Mr. Sciarra went further: “It’s concocted fiction. It’s a phony number they cooked up.”

State education officials will not say how their per-pupil spending targets compare on average with actual current spending. But they insist that the numbers reflect genuine estimates of what it takes to meet the standards.

Critics’ claims to the contrary, said Peter Peretzman, an education department spokesman, are “sheer nonsense.”

Flexibility Preserved

Under the law, the many wealthier school systems that spend above the targets may continue to do so.

When they bring their budgets before voters each year, however, they will have to state on the ballot that they have “proposed programs and services in addition to the core curriculum content standards adopted by the state board of education.”

Poorer districts, which are more dependent on state aid, will be more likely to remain within the state’s spending range.

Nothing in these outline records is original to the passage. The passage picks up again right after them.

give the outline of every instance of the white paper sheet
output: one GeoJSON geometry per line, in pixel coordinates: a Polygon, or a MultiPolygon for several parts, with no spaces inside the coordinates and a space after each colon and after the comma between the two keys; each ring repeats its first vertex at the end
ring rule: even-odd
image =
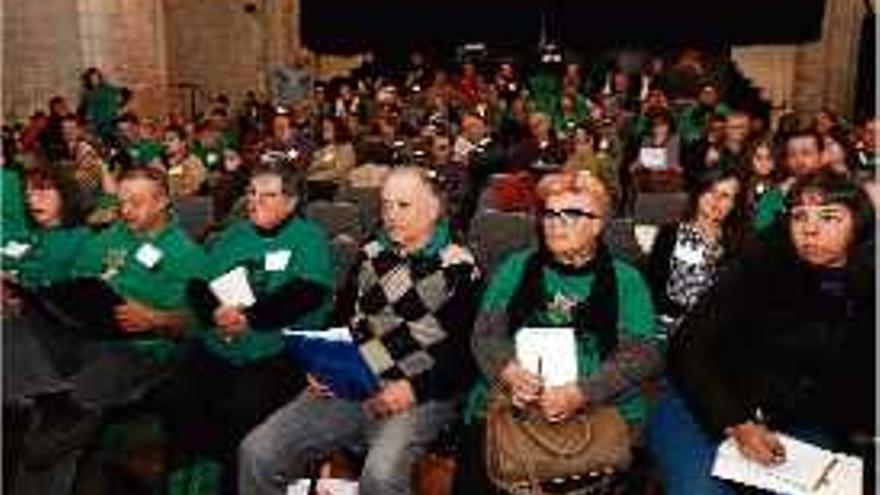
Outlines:
{"type": "Polygon", "coordinates": [[[663,170],[668,167],[666,148],[646,146],[639,149],[639,163],[650,170],[663,170]]]}
{"type": "Polygon", "coordinates": [[[639,245],[642,253],[648,254],[651,252],[659,231],[660,228],[658,226],[651,224],[638,224],[633,227],[633,236],[635,236],[636,243],[639,245]]]}
{"type": "Polygon", "coordinates": [[[211,292],[217,296],[223,306],[247,308],[257,302],[254,291],[247,280],[247,269],[243,266],[220,275],[212,280],[209,286],[211,292]]]}
{"type": "MultiPolygon", "coordinates": [[[[308,495],[311,480],[300,479],[287,486],[287,495],[308,495]]],[[[318,495],[357,495],[357,481],[320,478],[315,487],[318,495]]]]}
{"type": "Polygon", "coordinates": [[[861,495],[862,461],[780,435],[785,462],[763,466],[744,457],[732,439],[719,447],[712,476],[791,495],[861,495]],[[832,465],[830,470],[828,467],[832,465]],[[826,482],[817,482],[827,472],[826,482]]]}
{"type": "Polygon", "coordinates": [[[329,342],[354,342],[348,327],[332,327],[327,330],[290,330],[284,329],[282,334],[288,337],[305,337],[323,339],[329,342]]]}
{"type": "Polygon", "coordinates": [[[540,375],[544,385],[557,387],[577,381],[577,345],[571,327],[526,327],[516,334],[520,366],[540,375]]]}

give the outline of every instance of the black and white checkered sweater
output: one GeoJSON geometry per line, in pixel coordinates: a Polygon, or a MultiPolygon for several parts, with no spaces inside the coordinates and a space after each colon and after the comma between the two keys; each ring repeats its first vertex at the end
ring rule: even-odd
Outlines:
{"type": "Polygon", "coordinates": [[[372,240],[361,248],[337,308],[381,380],[408,379],[419,402],[449,399],[473,370],[479,279],[473,255],[458,244],[406,256],[372,240]]]}

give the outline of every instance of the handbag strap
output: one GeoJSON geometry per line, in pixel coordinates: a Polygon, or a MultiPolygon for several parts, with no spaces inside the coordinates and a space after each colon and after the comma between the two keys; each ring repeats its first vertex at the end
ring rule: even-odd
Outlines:
{"type": "MultiPolygon", "coordinates": [[[[541,419],[541,421],[544,421],[541,419]]],[[[565,444],[558,444],[550,441],[546,436],[540,434],[540,423],[534,423],[531,421],[523,421],[522,429],[523,431],[531,438],[535,443],[541,446],[544,450],[552,452],[558,456],[572,456],[577,455],[586,450],[590,446],[590,442],[592,441],[593,430],[591,428],[590,420],[586,417],[580,418],[571,418],[569,421],[575,422],[578,425],[582,426],[582,432],[578,432],[573,438],[568,439],[569,442],[565,444]]],[[[552,425],[552,423],[551,423],[552,425]]]]}

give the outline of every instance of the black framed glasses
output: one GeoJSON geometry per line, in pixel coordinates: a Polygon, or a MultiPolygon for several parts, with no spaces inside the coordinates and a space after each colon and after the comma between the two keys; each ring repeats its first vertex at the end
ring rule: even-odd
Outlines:
{"type": "Polygon", "coordinates": [[[570,225],[578,220],[598,220],[599,215],[592,211],[581,210],[580,208],[562,208],[559,210],[544,208],[541,210],[541,219],[545,222],[559,220],[566,225],[570,225]]]}

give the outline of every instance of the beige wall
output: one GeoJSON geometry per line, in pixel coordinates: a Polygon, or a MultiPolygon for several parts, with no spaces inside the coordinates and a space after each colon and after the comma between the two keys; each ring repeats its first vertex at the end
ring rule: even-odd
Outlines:
{"type": "Polygon", "coordinates": [[[818,41],[735,47],[733,59],[770,97],[777,112],[811,114],[827,106],[851,115],[865,13],[862,0],[827,0],[818,41]]]}
{"type": "Polygon", "coordinates": [[[53,95],[75,106],[82,70],[77,2],[2,2],[4,121],[44,108],[53,95]]]}
{"type": "Polygon", "coordinates": [[[79,100],[90,66],[135,93],[132,108],[166,106],[162,0],[2,0],[3,116],[25,118],[61,95],[79,100]]]}

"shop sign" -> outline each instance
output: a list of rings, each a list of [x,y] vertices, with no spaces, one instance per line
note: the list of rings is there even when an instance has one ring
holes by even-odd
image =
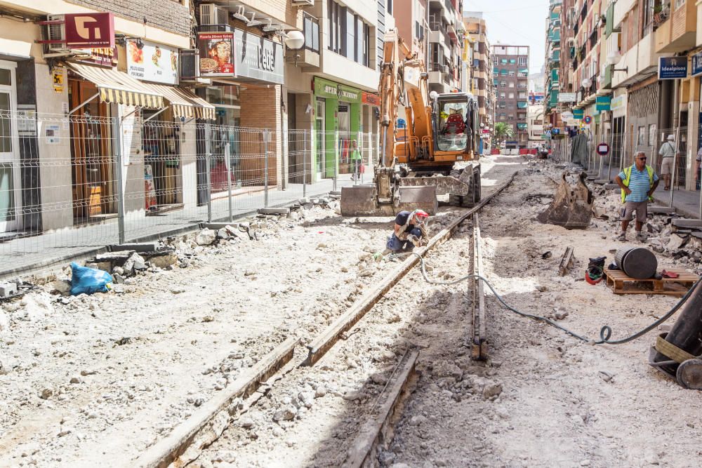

Yet the 28 needy urban districts targeted in the finance-equity case will receive various forms of extra aid.

Districts may spend below the state level as long as they can meet the standards.

In districts or schools that fail to meet the standards, the law authorizes the education commissioner to “summarily take such action as he deems necessary"--including curriculum changes, staff reassignments, funding shifts, and spending hikes--in addition to the extensive intervention powers he already had.

Reflecting the growing national interest in performance incentives, the law also creates a $10 million reward program for schools that score well on standards-based state tests. Under the new law, schools can qualify for the bonuses if 90 percent of their students achieve the standards or if they make unusual progress in improving their schoolwide scores.

Frank L. Smith, a professor of educational administration at Teachers College, Columbia University, predicted that the new law could come back to haunt the state by giving urban-education advocates new grounds for litigation.

“In the past, the state has studiously avoided guaranteeing that kids in Newark will learn the same as kids in Ridgewood,” Mr. Smith said. “In five years, what happens when the students sue because they didn’t learn what they were supposed to?

“So while [Gov. Whitman] thinks she’s outsmarted them on dollar-for-dollar parity, I think she put the state in a worse situation,” Mr. Smith said.

But Mr. Odden of the University of Wisconsin said the state was basically on the right track.

“What you’ve got is a much more interesting struggle than trying to make sure spending in Newark is the same as in Cherry Hill,” he said. “We’ll have to see how it works out.”